El graffiti y los sillones. Columna de León García Lam

11:05 03-marzo-2016
El graffiti y los sillones. Columna de León García Lam

CONTRAPUNTO.

Ardorosos reclamos provocó la noticia de los signos graffiteados en el edificio Ipiña. Desgraciados vándalos, ignorantes aquellos que atentaron contra el patrimonio cultural de nuestra ciudad, decimos. Alzamos airados reclamos como si realmente nos importara el edificio, el patrimonio y los bienes de la cultura, manteniendo la postura políticamente correcta en las redes sociales. Porque estar preocupado por las causas culturales o por los derechos humanos o medioambientales es al mismo tiempo estar a la moda sin el problema de ser muy mainstream.

Las redes sociales nos permiten además practicar la intolerancia aparentando justicia y tienen la ventaja de poder juzgar a los demás de una manera muy cómoda: en el sillón, dando clickazos a diestra y siniestra.

La gente que siente que le rayaron la potosineidad –que le mancharon su patrimonio–, no se ha preguntado por las causas sociales que mueven a algunos a graffitear las superficies de los bienes inmuebles y muebles (también coches, vagones, patrullas y helicópteros). Ni se ha preguntado por los valores que promueve la arquitectura profanada: el clasismo, aristocracia mezclada con alta burguesía que ostenta el edificio. Ni por lo que representa profanar un inmueble de esta naturaleza. En este caso, como en otros, cuántos no se convierten ipso facto en autoridades en materia de arte y de cultura.

Graffitear, bombear o taggear un edificio neoclásico como el Ipiña sí es una profanación. Claro que sí, pero como tal tiene sus causas, todas ellas interesantes de reflexionar.

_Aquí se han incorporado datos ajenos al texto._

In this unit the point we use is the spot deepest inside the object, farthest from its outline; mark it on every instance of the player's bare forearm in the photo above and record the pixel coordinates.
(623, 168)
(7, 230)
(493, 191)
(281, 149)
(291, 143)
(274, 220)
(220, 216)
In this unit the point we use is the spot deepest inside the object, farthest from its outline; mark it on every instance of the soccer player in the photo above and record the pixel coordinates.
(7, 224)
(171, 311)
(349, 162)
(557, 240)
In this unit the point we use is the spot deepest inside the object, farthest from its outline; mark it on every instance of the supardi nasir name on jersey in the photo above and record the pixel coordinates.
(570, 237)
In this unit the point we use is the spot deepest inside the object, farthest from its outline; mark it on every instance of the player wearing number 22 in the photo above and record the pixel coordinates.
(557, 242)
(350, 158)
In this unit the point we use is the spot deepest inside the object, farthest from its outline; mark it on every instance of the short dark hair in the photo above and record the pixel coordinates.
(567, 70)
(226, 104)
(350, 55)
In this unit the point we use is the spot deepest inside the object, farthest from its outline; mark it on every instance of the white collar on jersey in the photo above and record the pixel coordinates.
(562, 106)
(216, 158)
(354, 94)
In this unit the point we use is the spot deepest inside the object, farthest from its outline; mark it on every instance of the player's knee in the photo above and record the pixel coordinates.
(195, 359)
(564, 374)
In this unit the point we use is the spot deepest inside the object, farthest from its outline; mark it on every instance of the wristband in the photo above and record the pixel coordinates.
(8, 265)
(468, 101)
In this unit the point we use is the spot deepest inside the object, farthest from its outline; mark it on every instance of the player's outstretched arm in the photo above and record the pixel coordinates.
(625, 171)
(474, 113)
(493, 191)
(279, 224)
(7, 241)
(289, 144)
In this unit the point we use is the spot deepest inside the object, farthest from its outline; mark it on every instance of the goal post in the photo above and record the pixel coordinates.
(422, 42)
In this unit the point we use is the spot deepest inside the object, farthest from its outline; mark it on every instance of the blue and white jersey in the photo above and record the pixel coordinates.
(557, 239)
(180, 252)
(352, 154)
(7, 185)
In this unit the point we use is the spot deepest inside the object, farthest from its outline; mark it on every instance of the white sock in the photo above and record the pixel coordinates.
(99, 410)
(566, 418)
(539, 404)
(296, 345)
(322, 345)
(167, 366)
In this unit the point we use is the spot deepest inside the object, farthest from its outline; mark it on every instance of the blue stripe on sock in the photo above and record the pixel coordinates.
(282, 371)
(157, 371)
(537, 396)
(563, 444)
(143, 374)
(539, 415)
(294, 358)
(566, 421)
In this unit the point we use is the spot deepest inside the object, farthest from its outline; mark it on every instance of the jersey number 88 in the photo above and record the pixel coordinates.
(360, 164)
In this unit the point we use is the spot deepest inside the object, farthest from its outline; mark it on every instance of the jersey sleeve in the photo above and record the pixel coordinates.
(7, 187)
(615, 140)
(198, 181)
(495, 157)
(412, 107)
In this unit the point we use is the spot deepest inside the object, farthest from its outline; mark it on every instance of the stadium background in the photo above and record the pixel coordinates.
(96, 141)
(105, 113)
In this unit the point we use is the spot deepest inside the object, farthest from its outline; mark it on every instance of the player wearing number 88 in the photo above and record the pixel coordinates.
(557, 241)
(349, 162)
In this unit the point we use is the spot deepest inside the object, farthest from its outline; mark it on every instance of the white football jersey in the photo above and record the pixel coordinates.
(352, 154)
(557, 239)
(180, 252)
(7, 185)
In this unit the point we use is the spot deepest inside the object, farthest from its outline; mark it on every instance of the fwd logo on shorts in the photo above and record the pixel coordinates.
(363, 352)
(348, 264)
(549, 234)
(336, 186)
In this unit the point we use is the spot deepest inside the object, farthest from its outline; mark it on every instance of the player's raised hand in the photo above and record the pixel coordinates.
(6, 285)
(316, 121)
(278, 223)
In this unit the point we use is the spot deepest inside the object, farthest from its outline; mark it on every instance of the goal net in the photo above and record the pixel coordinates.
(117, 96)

¿Ese tal edificio no se está cayendo a pedazos? ¿Y a quién le ha importado? Sí, todos hemos visto cómo cada día resulta más difícil mantener un negocio redituable en un local del centro. ¿La parte anterior del inmueble no está ocupada por un estacionamiento más horrendo que las bombas pintadas? ¿Realmente es más digno un local de baratijas que un graffiti? Vea en lo que se ha convertido el edificio de La Sociedad Potosina La Lonja o la casa de La Exposición. ¿Es más importante el edificio que la juventud que se manifiesta? Afirmaré esto: Aunque el edificio se está cayendo de abandono, finalmente se va a restaurar y se invertirán más recursos en su recuperación que en la juventud ahí expresada.

Si a usted le molesta el edificio taggeado, piense un poco antes de juzgar a los profanadores del patrimonio: ese es el estado de nuestra sociedad. Edificios burgueses y aristocráticos que son bellos porque provienen de antiguas opulencias vergonzantes y, sin embargo, el día de hoy son insostenibles; estas joyas de la arquitectura ya no son redituables y por ello fueron abandonadas por sus dueños, porque los burgueses de hoy ya viven en otra parte de la ciudad. Esos inmuebles, antes señoriales palacios, hoy son los sirvientes del pequeño comercio global que es la única raja que le pueden arrancar a esos muros.

Los jóvenes que bombearon el edificio gritan desesperadamente por el estado de esta sociedad que se preocupa más por viejas piedras que por sus individuos. Umberto Eco, ese pensador italiano al que tanto se le lloró en las redes sociales, llamó apocalípticos a quienes se escandalizan por la destrucción de la alta cultura. Por supuesto que no se celebra aquí el daño a lo que en otro tiempo fue la cúspide del buen gusto; pero si se va a condenar el estado de las cosas, por lo menos se sugiere que se empiece por sus causas sociales y se apunte al abandono social de la juventud.

Por último ahí les va esta encrucijada: yo no sé qué es más dañoso ni que es más denunciante, si el cómodo click desde el sillón o el clic del aerosol de un joven que se expresa.